Le va-et-vient folk de Fleet Foxes

Le chanteur et guitariste Robin Pecknold, au festival Coachella en avril dernier
Photo: Frazer Harrison / Getty Images / Agence France-Presse Le chanteur et guitariste Robin Pecknold, au festival Coachella en avril dernier

Le temps passe vite en compagnie de Fleet Foxes. L’orchestre de la côte ouest américaine est monté sur la scène du Théâtre Corona hier soir sur le coup de 21 h, les belles guitares ont d’abord embaumé la salle, Robin Pecknold a ensuite ouvert la bouche pour entonner les rêvasseuses premières strophes de la rythmée et planante Grown Ocean, « In that dream moving slow through the morning time », et pouf ! Quarante minutes venaient de s’écouler, juste comme ça.

Combien de chansons ont jouées les six musiciens durant ces quarante premières minutes ? Difficile à dire, en raison du style de compositions de Fleet Foxes. Prenez la suivante, tirée du récent album Crack-Up, un coup de coeur folk de 2017, le disque qui nous avait accompagnés durant toutes nos vacances l’été dernier : I Am All That I Need/Arroyo Seco/Thumbprint Scar. Une chanson à tiroirs, comme le laisse deviner son titre. Section après section après section. Trois chansons en une, toutes superbes, toutes différentes par leurs orchestrations et leurs motifs rythmiques, les harmonies vocales « beachboyesques » ici mises en évidence, Pecknold qui chante la mélodie principale, son collègue à la basse assurant le contrepoint, et tous les autres accompagnant, portés par la cadence du fin batteur.

Fleet Foxes n’attend même pas les applaudissements à la fin des chansons pour enchaîner sur la suivante. Ah oui, ça devait être la suite Cassius – Naiads, Cassadies, comme en ouverture de Crack-Up. Cette fois, c’est l’affection pour l’oeuvre de Brian Wilson des Beach Boys, et pour Smile en particulier, que nourrissent Pecknold et son complice guitariste et cocompositeur Skyler Skjelset qui surgit dans nos oreilles. Originaires de Seattle, ces deux-là ont à l’évidence respiré les effluves des belles années soixante californiennes, qu’ils recrachent avec intelligence et révérence dans leur travail, évoquant tantôt Crosby, Stills, Nash Young, tantôt Gram Parsons, avec une touche de Dylan pour compléter le portrait.

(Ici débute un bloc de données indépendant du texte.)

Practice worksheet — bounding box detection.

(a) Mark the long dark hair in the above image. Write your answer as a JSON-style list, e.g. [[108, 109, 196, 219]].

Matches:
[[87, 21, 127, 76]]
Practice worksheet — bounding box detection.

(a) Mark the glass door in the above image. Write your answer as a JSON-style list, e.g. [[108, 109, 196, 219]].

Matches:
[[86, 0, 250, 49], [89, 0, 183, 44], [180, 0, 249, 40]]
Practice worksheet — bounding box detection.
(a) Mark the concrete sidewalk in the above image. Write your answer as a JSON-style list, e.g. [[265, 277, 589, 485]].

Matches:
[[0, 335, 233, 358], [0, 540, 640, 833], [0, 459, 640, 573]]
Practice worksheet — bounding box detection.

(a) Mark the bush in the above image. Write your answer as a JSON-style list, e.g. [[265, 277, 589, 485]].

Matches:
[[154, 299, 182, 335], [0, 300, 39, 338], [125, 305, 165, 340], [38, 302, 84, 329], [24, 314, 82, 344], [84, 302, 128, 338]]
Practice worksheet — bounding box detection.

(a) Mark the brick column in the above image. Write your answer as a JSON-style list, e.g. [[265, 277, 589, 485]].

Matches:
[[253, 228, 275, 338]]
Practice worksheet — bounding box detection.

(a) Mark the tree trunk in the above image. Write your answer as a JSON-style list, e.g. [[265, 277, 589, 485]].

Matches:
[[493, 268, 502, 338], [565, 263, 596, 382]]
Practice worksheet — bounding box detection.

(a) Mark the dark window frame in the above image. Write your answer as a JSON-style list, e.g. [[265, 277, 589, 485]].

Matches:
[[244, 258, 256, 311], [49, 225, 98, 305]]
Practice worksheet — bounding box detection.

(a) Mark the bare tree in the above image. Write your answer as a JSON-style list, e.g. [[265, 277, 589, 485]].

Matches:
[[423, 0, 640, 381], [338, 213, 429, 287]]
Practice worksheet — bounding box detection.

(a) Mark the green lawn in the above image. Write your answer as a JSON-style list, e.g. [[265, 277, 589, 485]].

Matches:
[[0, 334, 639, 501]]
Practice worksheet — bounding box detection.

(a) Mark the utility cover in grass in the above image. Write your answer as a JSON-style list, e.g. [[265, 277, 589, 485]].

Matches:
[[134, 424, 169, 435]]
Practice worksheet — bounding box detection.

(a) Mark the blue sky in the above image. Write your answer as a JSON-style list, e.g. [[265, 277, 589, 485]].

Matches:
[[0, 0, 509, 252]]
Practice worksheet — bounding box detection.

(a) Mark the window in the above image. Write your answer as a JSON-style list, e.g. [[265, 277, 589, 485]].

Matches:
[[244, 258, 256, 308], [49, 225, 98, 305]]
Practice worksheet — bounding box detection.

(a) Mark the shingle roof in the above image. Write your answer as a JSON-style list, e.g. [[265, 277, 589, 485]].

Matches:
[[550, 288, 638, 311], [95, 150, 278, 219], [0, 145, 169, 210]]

Compte tenu de la richesse des orchestrations qui habillaient les chansons de Crack-Up, c’était un vrai bonheur de voir ces six musiciens déployer autant d’efforts pour leur faire honneur, malgré l’absence d’une section de cordes. Tous de très bons musiciens, mais ajoutons une étoile au cahier de Morgan Henderson, vétéran de la scène de Seattle (ancien membre des Blood Brothers), que nous rebaptiserons l’Omniscient.

Ne demandez pas de quel instrument il sait jouer, mais plutôt de quel instrument il ne sait pas jouer : il a commencé la soirée avec une guitare acoustique au cou, pour ensuite s’emparer de percussions, puis d’une flûte traversière. Quand Fleet Foxes a balancé, pour notre plus grand bonheur, la jolie complainte folk-rock ensoleillée Drops in the River (du EP Sun Giant, 2008), il jouait alors d’une contrebasse à l’aide d’un archet. Une perle, l’Omniscient.

Ainsi, même si Robin Pecknold occupe le devant de la scène et brûle de sa voix fière, claire et juste en butinant dans le tendre répertoire de Fleet Foxes — s’offrant même deux titres chantés en solo, dont cette tendre et fragile version de If You Need To, Keep Time on Me, brève et mémorable —, il ne parvient même pas à voler la vedette de cette performance tant ses collègues sont à point. Durant ces magnifiques quarante premières minutes, en tout cas : après le long songe folk d’une nuit d’été pluvieuse, le groupe a entrepris quelques compositions plus rock-folk, prenant une pause entre les chansons. Dans le dernier tiers, l’interprétation de la longue et progressive Third of May/Ôdaigahra (de Crack-Up) nous a paru plus incertaine, comme si Pecknold et Skjelset ne jouaient pas dans la même tonalité. Une toute petite tache dans ce spectacle autrement ravissant.

La finale fut presque aussi éloquente que ces quarante premières minutes, avec le langoureux récit folk-country-rock The Shrine/An Argument, durant lequel l’Omniscient a offert un solo de saxophone façon Pharoah Sanders, puis une version folk entraînante de Blue Ridge Mountains, l’une des mémorables du premier album du groupe, paru en 2008. Tout le monde est ressorti du Corona en se disant que cette heure et demie de folk-pop-rock inspiré est passée en coup de vent.